L’Agenzia delle Entrate con la risoluzione n. 102/E del 28 luglio 2017 del 28 luglio 2017 n. 102 ha esaminato la fiscalità delle spese di emissione dei prestiti obbligazionari, in caso di titoli emessi da parte della società controllante che trasferisce le risorse raccolte alla controllata attraverso l’erogazione di un finanziamento soci. A seguito di questa operazione, le spese di emissione del prestito sono state riaddebitate alla controllata. Per quanto concerne le spese di emissione trasferite, per effetto di un’operazione di finanziamento soci, a una delle società incorporate, le stesse potranno essere dedotte dall’incorporante man mano che transiteranno a conto economico.

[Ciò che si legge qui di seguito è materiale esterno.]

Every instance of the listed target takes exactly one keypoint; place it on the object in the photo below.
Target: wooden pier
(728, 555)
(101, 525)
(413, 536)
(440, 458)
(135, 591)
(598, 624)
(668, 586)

L’Amminsitrazione finanziaria ha affermato la deducibili in capo alla società che risulta dall’operazione di fusione le spese di emissione di prestiti obbligazionari sostenute da una delle società incorporate, iscritte alla voce spese pluriennali diverse dello stato patrimoniale. La norma che prevede tale deducibilità è l’articolo 32 comma 13 del DL 83/2012, che prevede per le obbligazioni, le cambiali finanziarie e i titoli assimilati regolati dall’art. 1 del DLgs. 239/96, la deducibilità nell’esercizio di sostenimento, indipendentemente dal momento di imputazione a bilancio ed a nulla rilevando la ripartizione dell’onere operata in applicazione dei principi contabili, delle spese di emissione dei titoli, (anche quelli legali, notarili o tributari). La norma in questione istituisce l’agevolazione che a fronte della ripartizione delle spese di emissione in bilancio secondo il criterio di competenza (di regola, in modo proporzionale alla durata del prestito), sotto il profilo fiscale è possibile dedurne il costo in via anticipata, all’atto dell’effettivo sostenimento (applicando il “principio di cassa”).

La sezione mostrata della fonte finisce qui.